Codeine is not recommended for use in children in whom respiratory function might be compromised including neuromuscular disorders, severe cardiac or respiratory conditions, upper respiratory or lung infections, multiple trauma or extensive surgical procedures. These factors may worsen symptoms of morphine toxicity.

Excipients warning

Patients with rare hereditary problems of galactose intolerance, the Lapp lactase deficiency or glucose-galactose malabsorption should not take this medicine.

4.5 Interaction with other medicinal products and other forms of interaction

Paracetamol

The speed of absorption of paracetamol may be increased by metoclopramide or domperidone and absorption reduced by colestyramine. The anticoagulant effect of warfarin and other coumarins may be enhanced by prolonged regular daily use of paracetamol with increased risk of bleeding; occasional doses have no significant effect.

Opioid analgesics should be given with care to patients receiving monoamine oxidase inhibitors. The effect of CNS depressants (including alcohol) may be potentiated by codeine; these interactions are unlikely to be significant at the dosage involved.

Codeine

Codeine may antagonize the effects of metoclopramide and domperidone on gastrointestinal motility.

Codeine potentiates the central depressive effects of central nervous system depressants including alcohol, anaesthetics, hypnotics, sedatives, tricyclic antidepressants and phenothiazines.

Opiate analgesics may interact with monoamine oxidase inhibitors (MAOIs) and result in serotonin syndrome.

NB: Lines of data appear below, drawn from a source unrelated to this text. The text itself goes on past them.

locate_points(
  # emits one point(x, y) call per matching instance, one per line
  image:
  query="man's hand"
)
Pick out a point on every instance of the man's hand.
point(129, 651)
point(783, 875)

4.6 Pregnancy and lactation

Pregnancy

Use during pregnancy should be avoided, unless advised by a physician. This includes maternal use during labour because of the potential for respiratory depression in the neonate. The safety of paracetamol-codeine during pregnancy has not been established relative to the possible adverse effects of foetal development.

Lactation

Codeine –containing products must not be used while breastfeeding (see Contraindications). At normal therapeutic doses codeine and its active metabolite may be present in breast milk at very low doses and is unlikely to adversely affect the breast fed infant. However, if the patient is an ultra-rapid metaboliser of CYP2D6, higher levels of the active metabolite, morphine, may be present in breast milk and on very rare occasions may result in symptoms of opioid toxicity in the infant, which may be fatal.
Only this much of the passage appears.